Так значит во всю эпоху нет ни одного мусульманина.
Абу Али ибн-Сина
Если когда-нибудь с моего языка сорвется слово покаяния,
то от такого, осквернения я прополощу его вином.
Хафиз
Измождённое лицо пепельного цвета, высохшее тело аскета и странная нездешняя одежда, делавшая Сеида Музаффара похожим на неведомую птицу из страны зловещих легенд, поражали всех встречных настолько, что они торопливо слезали с лошадей и ишаков и безмолвно сгибались в поклоне. Слова приветствий замирали у них в горле. А всадники ехали всё дальше, чаще всего напрямик, минуя большие дороги, по тропинкам, протоптанным скотом, а то и просто целиной, по степи. Ишан беспощадно гнал коня, и спут-ники его в душе приходили в отчаяние: до того все устали, хотя никто не смел заикнуться об этом вслух. Чем дальше, тем хуже. Почти полдня пришлось ехать по сухим лессовым обрывам. В узких естественных коридорах пыль стояла стеной, и духота делалась нестерпимой. Пища, чалмы, одежда, руки, гривы коней покрылись слоем беловатой, тонкой, как пудра, пыли, которая смешалась с потом и образовала глиняную корочку, и когда всадники выезжали наверх, они походили на легион бледных джинов, выскочивших из преисподней, чтобы тотчас же провалиться под землю. За холмами и обрывами пошли раскалённые солнцем галечные поля.

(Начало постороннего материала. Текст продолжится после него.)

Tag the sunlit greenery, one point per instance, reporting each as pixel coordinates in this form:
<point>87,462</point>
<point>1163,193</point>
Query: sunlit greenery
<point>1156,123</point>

Принимавшие участие в путешествии ишана и присоединившихся в качестве паломников и добровольных проводников, помещики и баи из окрестных кишлаков первое время старались изо всех сил, скакали лихо впереди, чтобы предупреждать народ о приближении священного каравана высокопоставленного паломника. Они требовали у местных жителей доброхотных даяний «на дорогу» и не брезговали ни деньгами, ни продуктами. Некоторые обнаглели до того, что от имени ишана заставляли дарить себе халаты, коврики для молитвы, отрезы сукна, шелка. Но время шло, ишан не останавливался на отдых, измученные вконец непривычной скачкой по горам, даже наиболее ретивые изнемогали и старались незаметно отстать. Один из видных в прошлом эмирских чиновников Токсаба Бадреддин, вымотавшись вконец и посоветовавшись с друзьями, решил, как он выразился, помочь просветиться разуму господина святого. Он поспешил в видневшийся вдали кишлак, поговорил с некоторыми из его жителей и, выждав время, направился с ними навстречу ишану, неутомимому, непреклонному, ехавшему в седле всё так же прямо и спокойно.

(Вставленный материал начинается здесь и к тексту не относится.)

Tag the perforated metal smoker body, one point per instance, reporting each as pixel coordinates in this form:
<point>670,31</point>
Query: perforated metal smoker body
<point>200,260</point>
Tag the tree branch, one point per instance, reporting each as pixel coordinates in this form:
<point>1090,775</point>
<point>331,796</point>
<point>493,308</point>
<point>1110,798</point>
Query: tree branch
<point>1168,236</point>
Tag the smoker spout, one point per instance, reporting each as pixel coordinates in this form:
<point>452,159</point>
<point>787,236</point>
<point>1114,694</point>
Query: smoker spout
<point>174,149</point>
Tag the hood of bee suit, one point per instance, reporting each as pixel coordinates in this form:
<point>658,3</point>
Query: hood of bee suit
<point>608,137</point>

— Говори, — глухо сказал ишан, почти не шевеля губами.
— О святой, о обитель рвения ислама, дозвольте спросить. Мне, знающе-му здешние места, хотелось бы обратить внимание вашей милости на одно неизвестное вам обстоятельство.
— Говори короче!
Несколько растерявшись, Токсаба Бадреддин уже не столь уверенно продолжал:
— Вот жители здешнего селения. Они умоляют вас прервать ваше паломничество. Скажите! — обратился он к двум розовощёким чернобородым здоровякам в белых аккуратных чалмах, — скажите, аксакалы, что знаете.

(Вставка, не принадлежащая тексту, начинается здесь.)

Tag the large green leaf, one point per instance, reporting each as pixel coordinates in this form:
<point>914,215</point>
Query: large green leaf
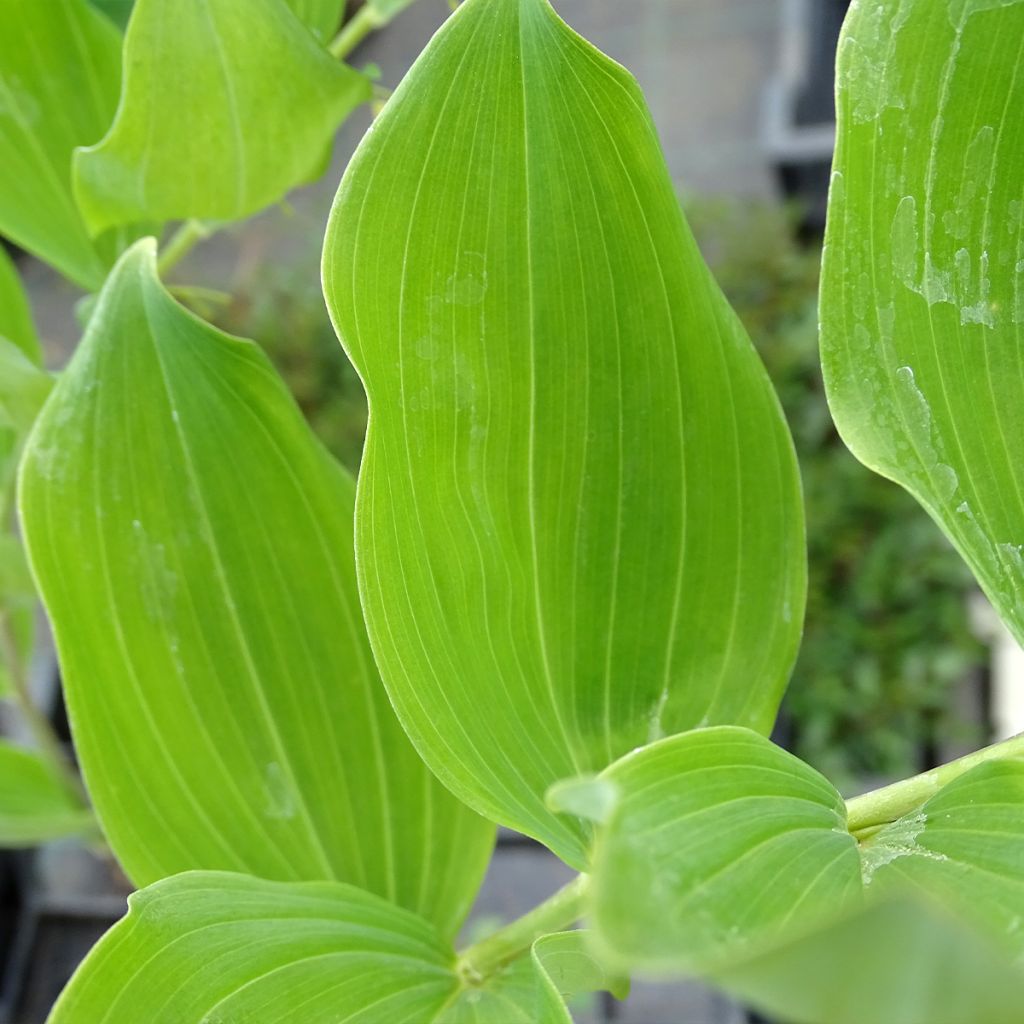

— О господин, — почти в один голос завопили аксакалы, — ваш путь усложнился, ваша дорога покрылась камнями затруднений. Мосты дальше на дорогах поломаны, овринги обрушены. Остановитесь в нашем селении, ибо дальше в кишлаках вы не найдёте и куска хлеба и снопа клевера. Кругом нечестивые воины Красной Армии. Увы! Опасности предостерегают.